Welcome to the first session on inferential statistics. This will be a very interactive session, with a lot of questions that will compel you to think about a concept, helping you explore it more actively.
So, let’s get started.
Recall the original question: In the long run (i.e., if it is played a lot of times), is this game profitable for the players or for the house? Or, will everybody break even in the long run?
Recall that we established a three-step process for answering this question:
Find all the possible combinations.
Find the probability of each combination.
Use the probabilities to estimate the profit/loss per player.
We have completed step 1, which involves finding all the possible combinations. Now, let’s proceed to step 2, which involves finding the probability of each combination. What are the steps involved in finding the probability? Let’s hear more from Professor Tricha on this.
So, the random variable X converts the outcomes of experiments to measurable values.

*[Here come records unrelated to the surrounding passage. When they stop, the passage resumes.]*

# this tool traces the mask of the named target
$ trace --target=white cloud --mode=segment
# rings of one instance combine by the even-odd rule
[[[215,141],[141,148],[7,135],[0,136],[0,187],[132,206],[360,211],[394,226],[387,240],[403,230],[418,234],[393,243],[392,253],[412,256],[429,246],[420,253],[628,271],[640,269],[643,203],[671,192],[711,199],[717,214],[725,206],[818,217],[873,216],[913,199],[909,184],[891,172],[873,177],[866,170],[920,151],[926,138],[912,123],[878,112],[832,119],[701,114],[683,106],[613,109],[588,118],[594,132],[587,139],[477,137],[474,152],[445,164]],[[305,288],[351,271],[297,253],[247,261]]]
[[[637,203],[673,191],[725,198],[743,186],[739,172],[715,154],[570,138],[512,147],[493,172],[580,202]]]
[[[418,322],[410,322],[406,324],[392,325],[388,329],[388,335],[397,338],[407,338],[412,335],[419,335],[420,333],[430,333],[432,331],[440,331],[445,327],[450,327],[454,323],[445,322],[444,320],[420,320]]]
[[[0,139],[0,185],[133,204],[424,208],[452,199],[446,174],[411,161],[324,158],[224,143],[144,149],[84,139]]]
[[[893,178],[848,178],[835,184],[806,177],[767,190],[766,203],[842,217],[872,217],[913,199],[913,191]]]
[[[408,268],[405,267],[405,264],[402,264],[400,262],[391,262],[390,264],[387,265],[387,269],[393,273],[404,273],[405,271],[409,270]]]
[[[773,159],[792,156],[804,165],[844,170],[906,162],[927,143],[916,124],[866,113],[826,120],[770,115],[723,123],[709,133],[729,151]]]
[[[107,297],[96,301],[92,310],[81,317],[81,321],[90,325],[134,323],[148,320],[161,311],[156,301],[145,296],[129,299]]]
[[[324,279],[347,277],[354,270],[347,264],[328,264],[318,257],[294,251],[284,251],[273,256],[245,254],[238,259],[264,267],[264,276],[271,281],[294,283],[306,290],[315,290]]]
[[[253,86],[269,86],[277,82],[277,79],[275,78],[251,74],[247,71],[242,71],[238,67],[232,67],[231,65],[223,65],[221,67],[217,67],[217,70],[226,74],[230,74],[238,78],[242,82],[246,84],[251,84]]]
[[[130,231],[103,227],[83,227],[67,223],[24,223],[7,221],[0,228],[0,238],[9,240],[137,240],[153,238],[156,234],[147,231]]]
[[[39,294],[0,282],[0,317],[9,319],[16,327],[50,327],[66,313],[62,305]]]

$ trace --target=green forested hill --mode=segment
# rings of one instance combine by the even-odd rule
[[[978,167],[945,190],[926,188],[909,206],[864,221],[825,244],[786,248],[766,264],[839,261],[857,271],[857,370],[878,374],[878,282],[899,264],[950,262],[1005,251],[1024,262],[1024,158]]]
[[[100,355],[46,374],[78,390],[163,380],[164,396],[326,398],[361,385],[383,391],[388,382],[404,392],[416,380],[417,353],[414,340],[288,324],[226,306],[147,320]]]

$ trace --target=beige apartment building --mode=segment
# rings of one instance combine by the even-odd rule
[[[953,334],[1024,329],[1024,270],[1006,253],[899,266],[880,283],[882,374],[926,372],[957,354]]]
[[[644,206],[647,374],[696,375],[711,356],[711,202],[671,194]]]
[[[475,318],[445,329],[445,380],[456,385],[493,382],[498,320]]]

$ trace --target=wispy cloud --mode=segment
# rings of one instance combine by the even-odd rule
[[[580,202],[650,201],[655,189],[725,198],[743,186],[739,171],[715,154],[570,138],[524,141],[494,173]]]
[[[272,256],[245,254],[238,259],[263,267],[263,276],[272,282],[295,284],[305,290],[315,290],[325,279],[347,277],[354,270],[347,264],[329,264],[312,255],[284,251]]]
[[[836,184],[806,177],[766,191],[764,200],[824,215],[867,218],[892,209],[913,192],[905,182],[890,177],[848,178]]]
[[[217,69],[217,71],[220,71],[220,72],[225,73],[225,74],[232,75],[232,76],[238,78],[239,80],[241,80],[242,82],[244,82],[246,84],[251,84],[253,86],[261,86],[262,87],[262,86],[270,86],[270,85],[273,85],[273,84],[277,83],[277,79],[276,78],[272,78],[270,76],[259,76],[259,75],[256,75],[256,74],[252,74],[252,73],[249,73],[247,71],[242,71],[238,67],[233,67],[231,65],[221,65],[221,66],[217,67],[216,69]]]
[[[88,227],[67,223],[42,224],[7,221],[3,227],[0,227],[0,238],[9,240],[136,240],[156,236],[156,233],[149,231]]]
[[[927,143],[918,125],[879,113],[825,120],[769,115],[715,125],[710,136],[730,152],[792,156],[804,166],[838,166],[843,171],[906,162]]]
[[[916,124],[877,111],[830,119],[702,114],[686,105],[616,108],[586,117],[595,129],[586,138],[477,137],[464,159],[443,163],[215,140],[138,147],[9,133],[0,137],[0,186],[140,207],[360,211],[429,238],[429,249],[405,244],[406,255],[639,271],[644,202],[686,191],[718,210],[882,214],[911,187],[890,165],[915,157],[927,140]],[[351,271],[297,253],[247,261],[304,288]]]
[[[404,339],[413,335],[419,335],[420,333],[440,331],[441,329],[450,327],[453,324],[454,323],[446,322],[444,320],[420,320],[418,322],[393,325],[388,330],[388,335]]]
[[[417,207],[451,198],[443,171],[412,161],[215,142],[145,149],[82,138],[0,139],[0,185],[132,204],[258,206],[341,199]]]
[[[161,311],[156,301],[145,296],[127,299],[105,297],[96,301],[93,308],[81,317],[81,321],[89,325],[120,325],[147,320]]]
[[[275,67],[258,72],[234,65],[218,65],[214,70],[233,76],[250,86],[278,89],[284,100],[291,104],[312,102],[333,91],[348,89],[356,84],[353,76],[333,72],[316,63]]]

For example, let’s say as a data analyst at a bank, you are trying to find out which of the customers will default on their loan, i.e., stop paying their loans. Based on some data, you have been able to make the following predictions:
Customer Number | Yearly Income (in ₹) | Amount of Loan Due (in ₹) | Number of Dependants | Default Prediction (Yes/No) |
1 | 10 lakh | 75 lakh | 3 | Yes |
2 | 15 lakh | 50 lakh | 2 | No |
3 | 20 lakh | 40 lakh | 1 | No |
Now, instead of processing the yes/no response, it will be much easier if you define a random variable X to indicate whether the customer is predicted to default or not. The values will be assigned according to the following rule:
X = 1, if the customer defaults;
X = 0, if the customer does not default.
Now, the data changes to the following:
Customer Number | Yearly Income (in ₹) | Amount of Loan Due (in ₹) | Number of Dependants | X (Random Variable) |
1 | 10 lakh | 75 lakh | 3 | 1 |
2 | 15 lakh | 50 lakh | 2 | 0 |
3 | 20 lakh | 40 lakh | 1 | 0 |
Now, in this form, the table is entirely quantified, i.e., converted to numbers. Now that the data is entirely in quantitative terms, it becomes possible to perform a number of different kinds of statistical analyses on it.